Inside a toxic hellhole, Iron Mountain Mine

Peter Fimrite, Chronicle Staff Writer

Sunday, August 29, 2010
Don Bader and Larry Ball of the Bureau of Reclamation pas... The Richmond Mill building dominates a hillside at Iron M... Jared Blumenfeld Region 9 Administrator of U.S. Environme... John Spitzley Project Manager for CH2M Hill explains the ... More...

(08-29) 04:00 PDT Redding --

A strange chemical smell lingered in the stifling heat as a group of environmental scientists groped in the darkness through one of the most polluted places on Earth.

The Iron Mountain Mine, outside of Redding, is a hellish pit where acid water sloshes against your boots, greenish bacterial slime gurgles out of the walls, and stalactites and stalagmites of acid salt, copper and iron jut out like rusty daggers.

"You don't want to splash this stuff," said Rick Sugarek, the U.S. Environmental Protection Agency's project manager for the Iron Mountain Superfund site. "This is the concentrated stuff."

The water - so acidic it could dissolve fabrics and burn skin - lapped against the rubber boots of the scientists, toxic-substance specialists, geologists and EPA officials who slopped in the dark toward the source of the toxic stew that created what experts describe as the "world's worst water."

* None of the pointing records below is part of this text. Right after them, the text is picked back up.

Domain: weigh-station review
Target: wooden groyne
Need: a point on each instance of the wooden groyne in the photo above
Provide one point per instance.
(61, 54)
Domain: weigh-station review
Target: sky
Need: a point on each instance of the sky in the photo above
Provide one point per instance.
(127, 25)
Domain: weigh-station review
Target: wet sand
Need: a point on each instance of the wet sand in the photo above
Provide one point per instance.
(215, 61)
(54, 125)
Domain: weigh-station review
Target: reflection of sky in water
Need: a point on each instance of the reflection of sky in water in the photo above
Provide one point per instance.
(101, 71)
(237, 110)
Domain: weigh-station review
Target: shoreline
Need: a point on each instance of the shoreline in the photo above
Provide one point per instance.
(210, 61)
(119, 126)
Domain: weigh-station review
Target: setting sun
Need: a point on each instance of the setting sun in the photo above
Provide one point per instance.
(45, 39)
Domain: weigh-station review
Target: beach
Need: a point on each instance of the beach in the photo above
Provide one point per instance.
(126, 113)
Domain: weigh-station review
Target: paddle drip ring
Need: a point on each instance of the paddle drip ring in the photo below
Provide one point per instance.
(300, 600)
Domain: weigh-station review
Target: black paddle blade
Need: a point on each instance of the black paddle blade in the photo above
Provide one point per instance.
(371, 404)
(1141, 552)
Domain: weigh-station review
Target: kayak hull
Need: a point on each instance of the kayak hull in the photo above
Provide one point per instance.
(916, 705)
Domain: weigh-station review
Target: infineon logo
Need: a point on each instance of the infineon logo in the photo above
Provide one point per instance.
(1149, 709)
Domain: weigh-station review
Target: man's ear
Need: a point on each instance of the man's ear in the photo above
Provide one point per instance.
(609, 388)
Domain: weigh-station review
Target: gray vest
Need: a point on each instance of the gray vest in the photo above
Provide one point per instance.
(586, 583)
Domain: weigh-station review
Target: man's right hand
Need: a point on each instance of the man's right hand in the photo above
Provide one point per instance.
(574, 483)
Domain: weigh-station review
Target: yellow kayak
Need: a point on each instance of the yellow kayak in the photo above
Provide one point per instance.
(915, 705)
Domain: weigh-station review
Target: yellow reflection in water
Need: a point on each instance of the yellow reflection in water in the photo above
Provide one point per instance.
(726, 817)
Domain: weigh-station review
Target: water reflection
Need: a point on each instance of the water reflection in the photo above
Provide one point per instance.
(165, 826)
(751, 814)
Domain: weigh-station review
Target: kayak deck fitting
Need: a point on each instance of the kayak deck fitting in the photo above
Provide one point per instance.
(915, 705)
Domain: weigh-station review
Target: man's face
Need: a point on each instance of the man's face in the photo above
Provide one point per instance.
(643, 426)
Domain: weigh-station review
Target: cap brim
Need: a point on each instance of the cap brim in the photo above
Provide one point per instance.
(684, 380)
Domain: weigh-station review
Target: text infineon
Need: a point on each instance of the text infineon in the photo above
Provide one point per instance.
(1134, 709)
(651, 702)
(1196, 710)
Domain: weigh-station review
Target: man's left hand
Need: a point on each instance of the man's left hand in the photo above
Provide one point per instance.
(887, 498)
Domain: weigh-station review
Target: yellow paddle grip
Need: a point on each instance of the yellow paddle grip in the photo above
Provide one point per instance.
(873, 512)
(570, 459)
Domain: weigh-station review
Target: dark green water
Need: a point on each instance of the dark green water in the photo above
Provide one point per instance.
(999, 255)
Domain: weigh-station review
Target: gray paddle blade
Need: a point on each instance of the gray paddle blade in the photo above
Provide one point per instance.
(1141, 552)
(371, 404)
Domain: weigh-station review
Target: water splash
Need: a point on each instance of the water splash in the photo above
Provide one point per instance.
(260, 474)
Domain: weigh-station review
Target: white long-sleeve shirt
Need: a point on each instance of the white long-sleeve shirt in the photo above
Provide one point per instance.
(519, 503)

"It's really kind of creepy," said Jane Vorpagel, a staff environmental scientist for the California Department of Fish and Game, who was seeing the slime-dripping cavern for the first time.

The recent mine tour was, in part, an attempt to familiarize Jared Blumenfeld, the Environmental Protection Agency's recently appointed regional administrator, with the worst of the 128 Superfund sites in his district.

But it was also a lesson on the extent of the damage humans are capable of inflicting on their environment and the innovative methods of resolving those problems.

The EPA has taken extraordinary measures to neutralize the toxic mixture that polluted the Sacramento River and its tributaries for more than a century.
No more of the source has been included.